# <span style="color:darkblue"> Social Advertising Algorithm - Finding Potential Users </span>

***LIU Wenzhuo, SUN Wang, ZHANG Bolong, ZHANG Shangyuan***

[M2 DataScience](https://datascience-x-master-paris-saclay.fr/) - [Université ParisScalay](https://www.universite-paris-saclay.fr)

---

## <span style="color:darkblue"> Table of Contents </span>
### 1. Backgroud
### 2. Task description
### 3. Data description
- 3.1 Data files
- 3.2 Data desensitisation
- 3.3 User Feature Description
- 3.4 Ad Feature Description

## <span style="color:darkblue"> 1. Background </span>

Social relationship-based advertising (i.e., social advertising) has become one of the fastest growing categories of advertising in the Internet advertising industry.

Tencent Social Ads is the advertising arm of Chinese internet giant Tencent. Through the platform, it’s possible for clients to target users on Wechat (also known as Weixin), QQ and QZone, and other Tencent platforms. Advertisers claim to reach around 900 million users through Tencent in 2017.

This challenge comes from a real advertising product in Tencent's social advertising business - Lookalike. The purpose of this product is to identify other users who are similar to the target users from a large number of people based on the target data provided by the advertiser. In the actual case, Lookalike can help advertisers find potential consumers similar to existing consumers based on the existing data of advertisers, which finally helps to explore new customers and expand their business.

![tencent.png](attachment:tencent.png)

## <span style="color:darkblue"> 2. Task description </span>

Lookalike automatically calculates a similar population (called an extended population) based on a seed population (also known as a seed package) provided by the advertiser.
We will provide you with hundreds of seed populations, user features of a large number of candidate groups, and the advertisement features of the seed population. For the sake of business data security assurance, all data is desensitized data.

The entire data set is divided into training set and test set. The training set calibrates the users who belong to the seed package and the users who do not (i.e., positive and negative samples). The test set will detect if your algorithm can accurately classify the users into corresponding seed package in the test set. The seed packages in the training set and the test set are identical.

In order to test whether your algorithm can well understand the user and the seed population, you are required to provide the scores of candidate users belonging to each seed package in the test set (the higher the score, the more likely the candidate is a potential user of a package). For details, please refer to **[Evaluation Method]**


## <span style="color:darkblue"> 3. Data description </span>

### <span style="color:darkblue"> 3.1 Data files </span>

The time range for the data (after desensitization) given by [Tencent](https://www.tencent.com/en-us/) is 30 consecutive days. In general, the data is divided into four files: a training set, a test set, a user dataset and an advertisement dataset.

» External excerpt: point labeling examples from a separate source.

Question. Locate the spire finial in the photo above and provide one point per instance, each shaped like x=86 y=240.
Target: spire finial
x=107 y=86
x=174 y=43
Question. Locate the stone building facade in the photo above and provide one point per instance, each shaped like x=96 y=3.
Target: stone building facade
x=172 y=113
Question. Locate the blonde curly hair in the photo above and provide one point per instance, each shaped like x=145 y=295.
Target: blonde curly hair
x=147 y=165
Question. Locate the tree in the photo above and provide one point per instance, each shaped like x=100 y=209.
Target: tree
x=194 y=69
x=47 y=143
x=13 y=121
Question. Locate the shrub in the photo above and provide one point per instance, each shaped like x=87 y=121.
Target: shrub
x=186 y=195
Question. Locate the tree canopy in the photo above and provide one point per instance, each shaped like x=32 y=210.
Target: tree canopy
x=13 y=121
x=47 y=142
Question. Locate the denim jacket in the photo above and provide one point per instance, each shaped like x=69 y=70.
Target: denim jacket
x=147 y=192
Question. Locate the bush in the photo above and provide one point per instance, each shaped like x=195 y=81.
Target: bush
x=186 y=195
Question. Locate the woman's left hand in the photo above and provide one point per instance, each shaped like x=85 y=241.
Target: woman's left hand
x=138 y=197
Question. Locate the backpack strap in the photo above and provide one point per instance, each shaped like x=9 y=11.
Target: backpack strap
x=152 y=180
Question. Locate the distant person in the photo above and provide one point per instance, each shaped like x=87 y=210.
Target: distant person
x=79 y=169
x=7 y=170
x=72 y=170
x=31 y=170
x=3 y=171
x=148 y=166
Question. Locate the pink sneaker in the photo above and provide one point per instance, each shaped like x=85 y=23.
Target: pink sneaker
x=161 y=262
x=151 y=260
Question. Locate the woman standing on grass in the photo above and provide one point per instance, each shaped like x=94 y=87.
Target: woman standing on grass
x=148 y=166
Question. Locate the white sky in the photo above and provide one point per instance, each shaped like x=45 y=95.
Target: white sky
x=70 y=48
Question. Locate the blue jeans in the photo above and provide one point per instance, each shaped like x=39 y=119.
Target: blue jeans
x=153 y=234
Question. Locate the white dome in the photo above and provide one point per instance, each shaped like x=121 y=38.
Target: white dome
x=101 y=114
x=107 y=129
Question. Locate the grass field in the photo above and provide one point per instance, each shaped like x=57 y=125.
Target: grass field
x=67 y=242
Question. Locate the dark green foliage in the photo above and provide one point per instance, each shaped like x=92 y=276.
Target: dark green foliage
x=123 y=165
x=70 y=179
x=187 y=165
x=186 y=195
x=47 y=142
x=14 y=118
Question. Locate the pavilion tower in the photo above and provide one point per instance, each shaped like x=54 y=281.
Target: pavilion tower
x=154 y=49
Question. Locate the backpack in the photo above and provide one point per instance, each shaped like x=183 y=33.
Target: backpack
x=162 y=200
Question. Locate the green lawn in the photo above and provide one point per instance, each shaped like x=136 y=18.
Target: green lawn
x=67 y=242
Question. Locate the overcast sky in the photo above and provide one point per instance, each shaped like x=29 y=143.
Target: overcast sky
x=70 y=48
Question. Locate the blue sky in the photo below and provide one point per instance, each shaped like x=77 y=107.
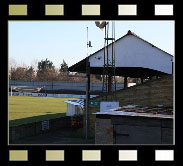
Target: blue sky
x=33 y=41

**[train.csv](https://drive.google.com/open?id=1JS5hIgYAkEF4SkRbP_MVTKTxJgytmlQW)** <br>
Each row represents a training sample, separated by commas, in the format: "aid, uid, label". Among them, aid uniquely identifies an ad, and uid uniquely identifies a user. The value of the sample label is +1 or -1, where +1 is the seed user and -1 is the non-seed user. To simplify the problem, a seed package only corresponds to one ad aid, and the two are one-to-one correspondence.

**[test.csv](https://drive.google.com/open?id=1j5FzFyx_vGO0t0W5Jq92i_ZZmuG5U1kS)** <br>
Each row represents a test sample, separated by commas, in the format: "aid, uid". The field meaning is the same as the training set.

**[test_truth.csv](https://drive.google.com/open?id=1LXxm_Qg8_wkuVCIlJmORtRTXgAHiZq-y)** <br>
Test set with label.

**[userFeature.csv](https://drive.google.com/open?id=1e0vc3mDqSB1yrWpvYxHdyflSZEaI9YFt)** <br>
Each row represents a user's feature data in the format: “uid|features”, and uid and features are separated by a vertical bar “|”. The feature is in [vowpal wabbit](https://github.com/JohnLangford/vowpal_wabbit) format: "feature_group1|feature_group2|feature_group3|...". Each feature_group represents a feature group, and multiple feature groups are also separated by vertical bar "|". If a feature group includes multiple values, it is separated by spaces. The format is: "feature_group_name fea_name1 fea_name2 ...", where fea_name is in the format of data number. For details of user feature, see **[User Feature Description]**

**[adFeature.csv](https://drive.google.com/open?id=1ife4Kh4x6Q9Uc4odGDaL6A35aNbFV8yi)** <br>
The format is: "aid, advertiserId, campaignId, creativeId, creativeSize, adCategoryId, productId, productType". Among them, aid uniquely identifies an advertisement, and the remaining fields are advertisement features, and the fields are separated by commas. For details of the ad feature, see the **[Ad Feature Description]**.

---
** In this challenge, we have already done a simple pre-processing of the data files for you. Now all the data is stored in training set and test set. You can get the data directly by calling the function, we will give a demonstration in the **[data analysis section]** **


### <span style="color:darkblue"> 3.2 Data desensitisation </span>

For data security reasons, uid, aid, user feature and advertisement feature are encrypted as follows:

**• uid**: Randomize the user ID and generate a non-repeating encrypted uid from 1 to N, where N is the total number of users (assuming the number of users is 100, all users are randomly scattered, and their serial numbers are used as uid , the value range is [1, 100]);

**• aid**: Generate an encrypted aid referring to the encryption method of uid;

**• user feature**: Generate the encrypted fea_name referring to the encryption method of uid;

**• ad feature**: Generate encrypted fields referring to the encryption method of uid


### <span style="color:darkblue"> 3.3 User Feature Description </span>

User features include the following feature groups (feature_group_name), where we take 0 if the feature values are unknown:

• Age **(age)**: Segmentation, each serial number represents an age segment

• Gender **(gender)**: Male / Female

• Marriage status **(marriageStatus)**: Single/Married status (multiple status can coexist)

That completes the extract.